What is the treatment for trochanteric bursitis?
Q: My husband has played football since he was a kid and plays five a side once a week. He has been having hip pain lately. The problem really exists when he wakes up in the morning and when he has to get up after sitting for a long period of time. He is still able to play football without any discomfort because his body warms up and he feels no discomfort. So, it is really a pain that is triggered when the hip area has been idle for long periods of time such as when sitting in the car (driving to work). The doctor said it is trochanteric bursitis and steroid injections and anti-inflammatory tablets have been suggested and are a cause of concern for him as he suffers from colitis and having any strong medication can trigger colitis. Please advise if there is any alternative and if the diagnosis is correct?

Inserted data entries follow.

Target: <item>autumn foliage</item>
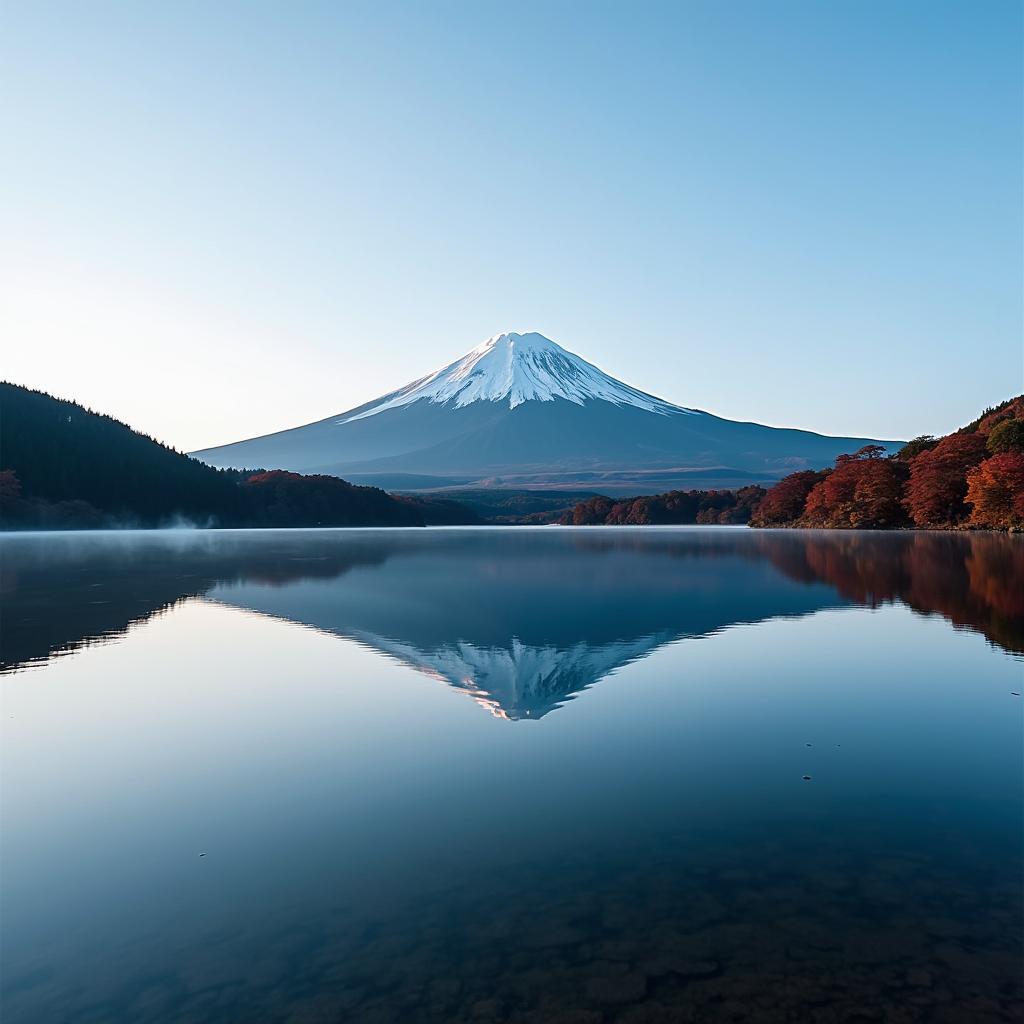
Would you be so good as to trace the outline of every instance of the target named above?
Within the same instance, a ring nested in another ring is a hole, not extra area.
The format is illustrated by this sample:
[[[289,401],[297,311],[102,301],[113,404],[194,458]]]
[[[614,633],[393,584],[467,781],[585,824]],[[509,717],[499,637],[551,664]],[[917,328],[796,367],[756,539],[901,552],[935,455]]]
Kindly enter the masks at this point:
[[[810,526],[885,529],[906,524],[902,463],[887,458],[881,445],[840,455],[836,468],[811,489],[804,503]]]
[[[967,474],[971,526],[1024,528],[1024,452],[1000,452]]]
[[[750,521],[765,489],[667,491],[618,501],[595,495],[568,509],[563,526],[669,526],[689,523],[738,525]]]
[[[751,525],[789,526],[795,523],[804,514],[807,496],[826,475],[827,471],[815,472],[813,469],[790,473],[764,496]]]
[[[790,473],[765,492],[598,495],[560,520],[573,526],[745,523],[889,530],[1024,529],[1024,396],[946,437],[914,438],[895,455],[866,445],[834,467]]]
[[[985,441],[984,434],[950,434],[911,460],[906,505],[915,526],[956,526],[967,519],[967,473],[988,454]]]
[[[752,526],[1024,529],[1024,396],[896,455],[868,445],[835,468],[801,471],[760,502]]]

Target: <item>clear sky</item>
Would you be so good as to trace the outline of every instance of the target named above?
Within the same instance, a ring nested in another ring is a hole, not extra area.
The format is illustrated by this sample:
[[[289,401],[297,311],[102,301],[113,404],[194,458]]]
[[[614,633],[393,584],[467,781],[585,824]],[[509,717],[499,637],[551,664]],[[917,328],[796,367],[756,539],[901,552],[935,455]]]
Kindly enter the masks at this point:
[[[1022,384],[1016,0],[0,12],[0,376],[179,448],[538,330],[886,438]]]

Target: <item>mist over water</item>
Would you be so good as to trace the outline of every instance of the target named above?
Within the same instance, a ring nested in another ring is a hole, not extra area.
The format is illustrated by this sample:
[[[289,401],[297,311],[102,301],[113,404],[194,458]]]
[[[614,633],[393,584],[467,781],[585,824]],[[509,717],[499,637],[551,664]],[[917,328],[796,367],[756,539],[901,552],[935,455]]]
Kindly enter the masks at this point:
[[[1022,569],[990,535],[5,537],[4,1019],[1012,1020]]]

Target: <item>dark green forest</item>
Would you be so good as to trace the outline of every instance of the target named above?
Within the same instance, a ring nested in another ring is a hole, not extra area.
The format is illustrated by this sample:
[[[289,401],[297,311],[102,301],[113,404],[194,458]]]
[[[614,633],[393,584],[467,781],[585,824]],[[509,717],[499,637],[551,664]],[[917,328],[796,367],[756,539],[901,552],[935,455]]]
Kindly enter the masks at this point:
[[[337,477],[213,469],[76,402],[0,383],[4,529],[473,522],[454,502]]]

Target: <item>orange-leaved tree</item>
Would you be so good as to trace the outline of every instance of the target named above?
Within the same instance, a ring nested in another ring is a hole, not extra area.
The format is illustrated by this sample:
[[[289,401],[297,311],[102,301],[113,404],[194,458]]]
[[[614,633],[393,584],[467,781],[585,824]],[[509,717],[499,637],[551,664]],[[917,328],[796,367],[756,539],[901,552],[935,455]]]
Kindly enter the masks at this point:
[[[993,455],[967,474],[971,526],[1024,527],[1024,452]]]

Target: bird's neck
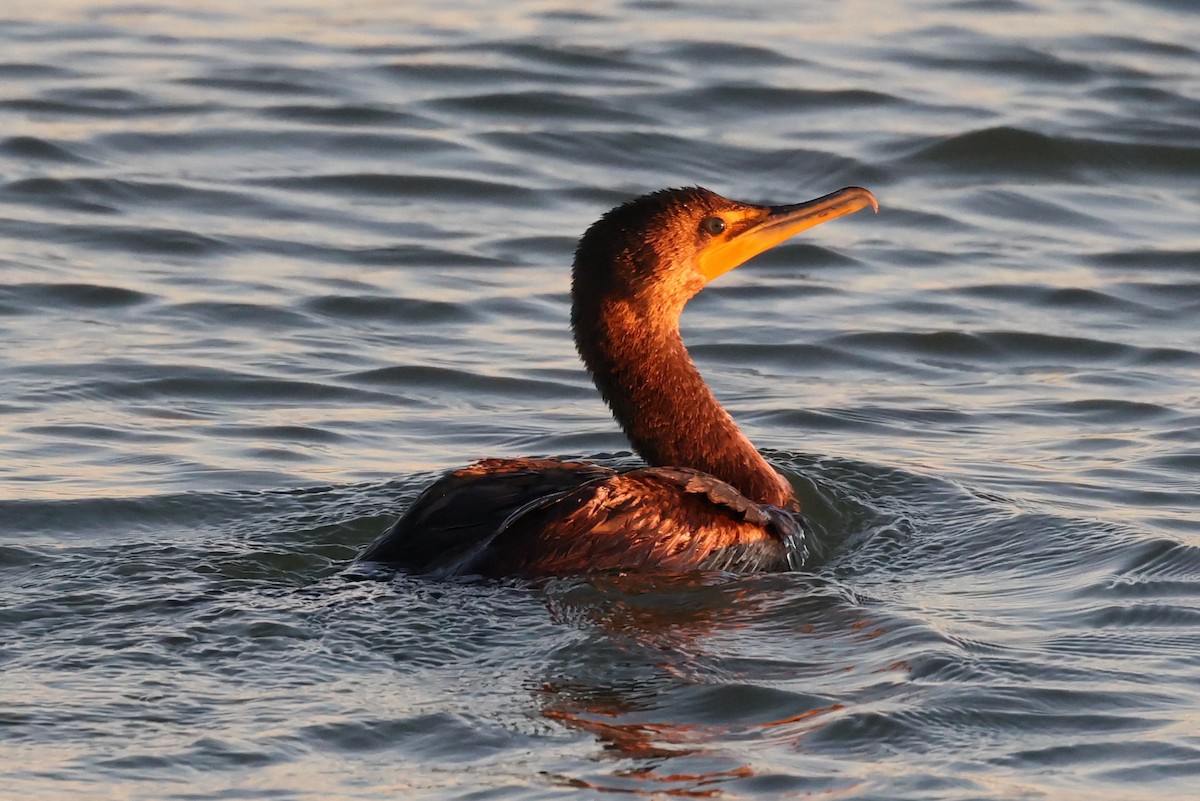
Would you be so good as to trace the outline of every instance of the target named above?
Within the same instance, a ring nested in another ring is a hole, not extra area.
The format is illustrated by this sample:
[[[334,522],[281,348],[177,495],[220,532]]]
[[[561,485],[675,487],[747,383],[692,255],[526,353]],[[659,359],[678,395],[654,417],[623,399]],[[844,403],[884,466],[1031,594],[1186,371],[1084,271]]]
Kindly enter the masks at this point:
[[[619,305],[599,311],[594,321],[576,320],[576,343],[613,416],[643,459],[656,467],[708,473],[759,503],[794,504],[791,485],[767,464],[704,383],[677,322],[648,319]],[[580,323],[591,328],[587,335],[581,335]]]

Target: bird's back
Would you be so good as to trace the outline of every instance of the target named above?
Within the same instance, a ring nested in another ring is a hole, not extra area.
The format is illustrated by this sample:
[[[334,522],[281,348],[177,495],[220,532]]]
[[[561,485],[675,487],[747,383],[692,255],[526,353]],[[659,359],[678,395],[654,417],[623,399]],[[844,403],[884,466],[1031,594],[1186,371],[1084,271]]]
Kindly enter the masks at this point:
[[[418,573],[458,572],[514,512],[613,471],[590,462],[484,459],[447,473],[359,556]]]
[[[362,555],[414,572],[786,570],[796,517],[686,468],[490,459],[426,490]]]

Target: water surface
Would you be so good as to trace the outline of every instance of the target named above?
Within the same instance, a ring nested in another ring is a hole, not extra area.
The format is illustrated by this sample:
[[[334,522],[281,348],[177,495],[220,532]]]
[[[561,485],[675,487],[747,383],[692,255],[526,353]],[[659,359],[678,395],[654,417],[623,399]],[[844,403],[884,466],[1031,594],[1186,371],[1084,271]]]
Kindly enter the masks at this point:
[[[0,10],[0,774],[23,799],[1182,798],[1189,3]],[[685,336],[813,570],[348,569],[441,471],[630,464],[575,239],[877,217]]]

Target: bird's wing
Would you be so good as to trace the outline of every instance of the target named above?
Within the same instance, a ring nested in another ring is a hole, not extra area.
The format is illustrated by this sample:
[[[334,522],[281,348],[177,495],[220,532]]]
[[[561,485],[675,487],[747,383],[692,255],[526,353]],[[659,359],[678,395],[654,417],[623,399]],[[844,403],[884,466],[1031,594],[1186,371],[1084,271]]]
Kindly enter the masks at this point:
[[[484,459],[430,485],[359,560],[417,572],[450,566],[517,509],[611,475],[590,462]]]
[[[787,569],[789,526],[798,533],[783,510],[712,476],[646,468],[531,501],[460,569],[484,575]]]

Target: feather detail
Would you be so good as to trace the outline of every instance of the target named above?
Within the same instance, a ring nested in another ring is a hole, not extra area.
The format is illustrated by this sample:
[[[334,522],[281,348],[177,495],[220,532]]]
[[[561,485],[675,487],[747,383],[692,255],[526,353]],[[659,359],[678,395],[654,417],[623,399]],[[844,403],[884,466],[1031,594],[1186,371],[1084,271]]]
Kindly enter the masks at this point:
[[[681,467],[488,459],[443,476],[360,557],[438,575],[794,566],[795,516]]]

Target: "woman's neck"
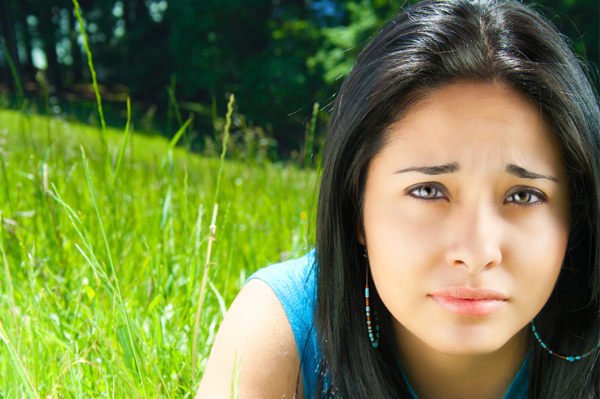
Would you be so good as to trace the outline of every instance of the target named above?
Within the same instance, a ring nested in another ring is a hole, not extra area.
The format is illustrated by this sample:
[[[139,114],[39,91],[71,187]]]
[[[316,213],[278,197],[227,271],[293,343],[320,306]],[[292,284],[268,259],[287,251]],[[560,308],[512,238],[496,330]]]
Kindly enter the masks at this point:
[[[399,361],[419,399],[502,399],[527,355],[527,331],[482,355],[441,353],[394,326]]]

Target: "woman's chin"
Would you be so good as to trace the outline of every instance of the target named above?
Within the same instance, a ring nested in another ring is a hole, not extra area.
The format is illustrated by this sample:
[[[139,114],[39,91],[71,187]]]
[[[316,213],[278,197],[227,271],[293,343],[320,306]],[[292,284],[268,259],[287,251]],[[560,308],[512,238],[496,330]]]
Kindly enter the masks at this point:
[[[486,328],[455,328],[446,334],[427,337],[429,339],[426,338],[424,343],[431,349],[449,356],[485,356],[501,350],[514,353],[519,342],[525,345],[527,343],[527,340],[520,339],[523,333],[525,332],[504,336]]]

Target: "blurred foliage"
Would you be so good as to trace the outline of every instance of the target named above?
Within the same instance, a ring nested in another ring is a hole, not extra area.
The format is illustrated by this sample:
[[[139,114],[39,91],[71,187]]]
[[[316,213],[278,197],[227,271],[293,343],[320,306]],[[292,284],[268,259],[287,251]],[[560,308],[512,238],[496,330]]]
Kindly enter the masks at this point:
[[[235,93],[243,128],[275,138],[280,154],[289,154],[301,148],[313,103],[327,108],[369,38],[410,2],[82,0],[80,4],[105,100],[119,104],[130,95],[138,127],[172,135],[181,124],[180,114],[193,112],[192,144],[203,146],[202,138],[218,130],[216,115],[224,114],[228,94]],[[590,62],[597,84],[600,2],[539,0],[534,6]],[[90,81],[87,59],[69,0],[2,0],[0,26],[30,97],[42,96],[36,84],[41,75],[49,83],[51,98],[89,99],[89,86],[84,85]],[[15,88],[6,54],[0,52],[0,91],[15,93]]]

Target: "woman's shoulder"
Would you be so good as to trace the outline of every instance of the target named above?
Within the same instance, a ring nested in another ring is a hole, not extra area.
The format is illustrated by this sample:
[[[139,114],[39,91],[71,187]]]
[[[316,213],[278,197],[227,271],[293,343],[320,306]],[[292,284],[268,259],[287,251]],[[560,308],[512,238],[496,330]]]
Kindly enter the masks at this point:
[[[198,398],[228,397],[238,379],[245,398],[304,397],[296,348],[298,334],[306,334],[306,315],[296,296],[311,295],[301,288],[311,284],[309,263],[310,254],[268,266],[247,280],[219,328]]]
[[[314,275],[315,250],[311,250],[295,259],[274,263],[257,270],[248,280],[281,280],[295,284],[306,284]]]
[[[309,360],[316,357],[308,325],[314,314],[313,260],[311,252],[267,266],[246,281],[221,324],[198,398],[225,397],[236,378],[246,398],[303,398],[304,387],[313,389],[305,380],[305,363],[313,367]]]
[[[314,314],[316,301],[315,250],[304,256],[264,267],[248,281],[259,279],[264,281],[277,295],[288,313]]]
[[[320,352],[314,316],[317,303],[315,250],[258,270],[248,279],[262,280],[273,291],[292,329],[302,368],[304,392],[314,392]]]

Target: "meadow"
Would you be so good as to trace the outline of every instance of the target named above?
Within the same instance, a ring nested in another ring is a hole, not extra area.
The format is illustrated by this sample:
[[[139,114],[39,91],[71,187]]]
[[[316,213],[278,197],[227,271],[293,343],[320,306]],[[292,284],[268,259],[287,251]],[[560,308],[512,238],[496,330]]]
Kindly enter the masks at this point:
[[[312,246],[314,170],[125,131],[0,109],[2,398],[194,397],[246,278]]]

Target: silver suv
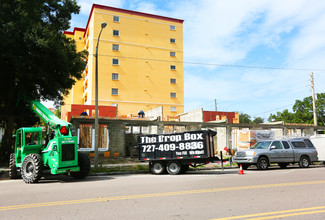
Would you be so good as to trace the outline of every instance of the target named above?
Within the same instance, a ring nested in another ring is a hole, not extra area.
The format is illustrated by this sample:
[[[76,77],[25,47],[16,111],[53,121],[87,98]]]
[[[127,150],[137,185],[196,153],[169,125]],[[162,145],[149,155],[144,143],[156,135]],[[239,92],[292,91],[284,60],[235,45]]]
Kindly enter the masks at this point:
[[[317,151],[307,138],[260,141],[248,150],[237,151],[233,158],[243,169],[256,165],[260,170],[266,170],[271,163],[278,163],[281,168],[299,163],[307,168],[317,160]]]

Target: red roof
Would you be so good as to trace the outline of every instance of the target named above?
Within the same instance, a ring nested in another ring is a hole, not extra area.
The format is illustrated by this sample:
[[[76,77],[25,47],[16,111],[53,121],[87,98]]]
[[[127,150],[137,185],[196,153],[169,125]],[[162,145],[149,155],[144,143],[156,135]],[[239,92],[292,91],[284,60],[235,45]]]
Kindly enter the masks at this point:
[[[85,32],[85,31],[86,31],[86,29],[84,29],[84,28],[77,28],[77,27],[75,27],[75,28],[73,29],[73,32],[72,32],[72,31],[64,31],[64,34],[70,34],[70,35],[74,35],[74,33],[75,33],[76,31],[82,31],[82,32]]]
[[[94,8],[99,8],[99,9],[104,9],[104,10],[109,10],[109,11],[122,12],[122,13],[128,13],[128,14],[131,14],[131,15],[139,15],[139,16],[144,16],[144,17],[148,17],[148,18],[155,18],[155,19],[160,19],[160,20],[165,20],[165,21],[172,21],[172,22],[177,22],[177,23],[183,23],[184,22],[184,20],[176,19],[176,18],[164,17],[164,16],[160,16],[160,15],[148,14],[148,13],[143,13],[143,12],[138,12],[138,11],[131,11],[131,10],[126,10],[126,9],[122,9],[122,8],[114,8],[114,7],[105,6],[105,5],[93,4],[93,6],[91,8],[91,11],[90,11],[89,18],[88,18],[87,26],[85,28],[85,34],[86,34],[86,30],[88,29],[89,21],[91,19],[92,14],[93,14]]]

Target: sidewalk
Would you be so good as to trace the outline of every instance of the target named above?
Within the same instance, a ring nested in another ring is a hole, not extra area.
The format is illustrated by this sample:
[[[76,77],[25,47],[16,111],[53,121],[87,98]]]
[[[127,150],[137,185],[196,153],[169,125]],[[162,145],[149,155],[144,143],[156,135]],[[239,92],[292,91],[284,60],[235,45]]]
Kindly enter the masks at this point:
[[[9,169],[0,167],[0,180],[9,178]]]
[[[123,164],[99,164],[98,171],[94,171],[94,165],[90,167],[89,175],[104,174],[127,174],[127,173],[149,173],[149,163],[123,163]],[[111,168],[111,169],[110,169]],[[123,169],[119,169],[123,168]],[[140,168],[140,169],[139,169]],[[0,167],[0,180],[9,179],[9,168]]]

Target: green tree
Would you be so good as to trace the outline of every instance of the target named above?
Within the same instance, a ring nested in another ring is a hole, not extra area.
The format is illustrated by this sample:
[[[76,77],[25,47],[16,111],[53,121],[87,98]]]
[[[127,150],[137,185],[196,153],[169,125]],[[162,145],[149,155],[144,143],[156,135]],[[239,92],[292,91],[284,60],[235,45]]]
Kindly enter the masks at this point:
[[[306,123],[313,124],[313,102],[312,97],[306,97],[303,100],[296,100],[292,107],[293,112],[289,112],[288,109],[276,114],[271,114],[270,119],[276,121],[285,121],[289,123]],[[316,99],[316,113],[318,119],[318,125],[325,125],[325,93],[317,94]]]
[[[239,114],[239,124],[251,124],[251,116],[245,113]]]
[[[17,127],[35,122],[29,100],[62,97],[81,78],[86,52],[65,37],[75,0],[2,0],[0,4],[0,121],[5,134],[0,157],[12,152]]]
[[[260,123],[263,123],[264,122],[264,119],[261,118],[261,117],[256,117],[254,118],[254,120],[252,121],[253,124],[260,124]]]
[[[288,109],[283,110],[283,112],[277,112],[276,114],[271,114],[269,117],[269,121],[271,119],[275,119],[276,121],[285,121],[292,122],[294,118],[294,114],[289,112]]]

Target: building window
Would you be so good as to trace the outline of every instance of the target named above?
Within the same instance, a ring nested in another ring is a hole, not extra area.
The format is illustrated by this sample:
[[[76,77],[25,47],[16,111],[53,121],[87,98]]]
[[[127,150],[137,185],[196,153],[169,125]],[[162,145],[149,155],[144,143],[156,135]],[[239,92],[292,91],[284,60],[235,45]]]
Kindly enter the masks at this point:
[[[171,70],[176,70],[176,66],[175,65],[170,65],[170,69]]]
[[[175,38],[170,38],[170,43],[176,43]]]
[[[118,73],[112,73],[112,80],[118,80]]]
[[[170,98],[176,98],[176,93],[175,92],[171,92],[170,93]]]
[[[118,89],[112,88],[112,95],[118,95]]]
[[[112,62],[113,62],[113,65],[118,65],[119,64],[118,59],[114,59],[113,58],[113,61]]]
[[[119,51],[120,45],[118,44],[113,44],[113,50],[114,51]]]
[[[176,79],[170,79],[171,84],[176,84]]]
[[[114,22],[120,22],[120,17],[119,16],[114,16],[113,21]]]
[[[171,112],[176,112],[176,107],[175,107],[175,106],[171,106],[171,107],[170,107],[170,111],[171,111]]]
[[[173,30],[173,31],[176,30],[175,25],[170,25],[169,27],[170,27],[170,30]]]
[[[171,51],[171,52],[170,52],[170,56],[171,56],[171,57],[176,56],[176,52],[172,52],[172,51]]]
[[[120,36],[120,31],[113,30],[113,36]]]

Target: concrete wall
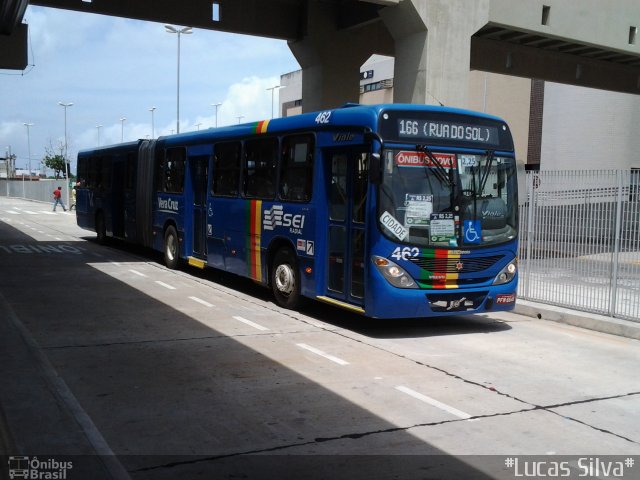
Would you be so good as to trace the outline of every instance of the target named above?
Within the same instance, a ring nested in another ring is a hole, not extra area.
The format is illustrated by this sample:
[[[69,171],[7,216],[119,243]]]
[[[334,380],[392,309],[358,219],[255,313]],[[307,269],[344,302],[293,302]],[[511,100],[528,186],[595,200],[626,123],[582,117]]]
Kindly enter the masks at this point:
[[[0,196],[26,198],[53,205],[53,191],[62,187],[62,201],[67,202],[67,182],[65,180],[38,180],[35,182],[20,180],[0,180]]]
[[[469,108],[504,118],[509,124],[516,156],[526,161],[529,144],[531,80],[473,71],[469,76]]]
[[[640,32],[629,44],[629,27],[640,28],[638,0],[490,0],[489,22],[640,54]],[[543,6],[549,7],[548,22],[542,24]]]
[[[282,117],[290,117],[302,113],[302,70],[285,73],[280,75],[281,88],[278,92],[280,108],[279,113]]]
[[[640,97],[546,83],[541,170],[640,168]]]

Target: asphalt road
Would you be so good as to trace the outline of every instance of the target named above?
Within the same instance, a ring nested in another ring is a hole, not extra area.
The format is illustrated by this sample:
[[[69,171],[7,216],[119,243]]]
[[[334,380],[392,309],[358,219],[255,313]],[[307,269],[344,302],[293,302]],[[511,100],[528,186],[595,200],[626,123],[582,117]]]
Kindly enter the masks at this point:
[[[640,461],[638,340],[504,313],[288,311],[93,237],[0,198],[7,454],[69,458],[69,479],[515,478],[508,458],[567,455],[578,478],[580,457]]]

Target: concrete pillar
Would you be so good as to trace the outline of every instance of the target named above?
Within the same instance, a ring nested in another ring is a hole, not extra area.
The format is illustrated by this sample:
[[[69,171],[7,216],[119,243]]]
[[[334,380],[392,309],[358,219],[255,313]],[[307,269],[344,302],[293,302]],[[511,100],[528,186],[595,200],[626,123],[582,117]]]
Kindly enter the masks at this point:
[[[339,28],[335,5],[308,2],[306,31],[289,48],[302,67],[302,111],[358,102],[360,67],[373,54],[392,54],[393,41],[382,22]]]
[[[394,102],[468,108],[471,36],[489,0],[404,0],[380,14],[395,41]]]

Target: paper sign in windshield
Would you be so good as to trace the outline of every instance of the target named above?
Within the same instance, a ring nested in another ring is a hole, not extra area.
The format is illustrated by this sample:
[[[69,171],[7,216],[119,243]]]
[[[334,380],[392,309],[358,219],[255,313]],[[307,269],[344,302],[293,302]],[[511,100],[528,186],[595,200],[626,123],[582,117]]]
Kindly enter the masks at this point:
[[[456,240],[456,224],[453,213],[431,214],[431,241],[452,243]]]
[[[429,225],[429,219],[433,213],[433,195],[407,193],[404,206],[406,208],[405,225]]]
[[[404,240],[404,238],[409,233],[409,230],[404,228],[404,226],[389,212],[384,212],[380,216],[380,223],[384,225],[387,230],[393,233],[399,240]]]
[[[433,157],[443,168],[457,168],[455,153],[434,153]],[[396,153],[395,162],[398,167],[437,167],[426,153],[408,150]]]

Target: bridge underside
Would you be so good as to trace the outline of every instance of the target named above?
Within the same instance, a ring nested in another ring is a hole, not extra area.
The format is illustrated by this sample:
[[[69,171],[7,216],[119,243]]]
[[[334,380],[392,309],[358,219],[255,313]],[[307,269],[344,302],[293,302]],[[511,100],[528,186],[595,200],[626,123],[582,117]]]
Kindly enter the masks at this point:
[[[527,2],[517,12],[509,1],[0,0],[0,68],[27,66],[31,3],[286,40],[303,69],[305,111],[357,101],[359,68],[374,53],[396,58],[396,102],[465,107],[470,70],[640,93],[634,0]]]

A:If the pain is on the side of the hip (and not in the groin), then the diagnosis is probably correct (its difficult to diagnose without seeing a patient) but trochanteric bursitis is common and the symptoms match the diagnosis. Though steroid injections and medications are used to control the symptoms, the mainstay of treatment is physical therapy. It's very common in athletes, not to stretch enough, because they think that sports would provide all the necessary physical therapy. However, certain tissues need to be stretched with particular attention to specific group of muscles. For trochanteric bursitis, he needs to stretch iliotibial band, which is a band of tissue (like a sheet) that starts from his pelvis, goes on the side of his thigh and attaches below the knee. There are particular ways of stretching it. He may need to undergo formal physical therapy to learn these stretches, and then he can do it at home. I would encourage stretching in the morning and evening for at least a few months.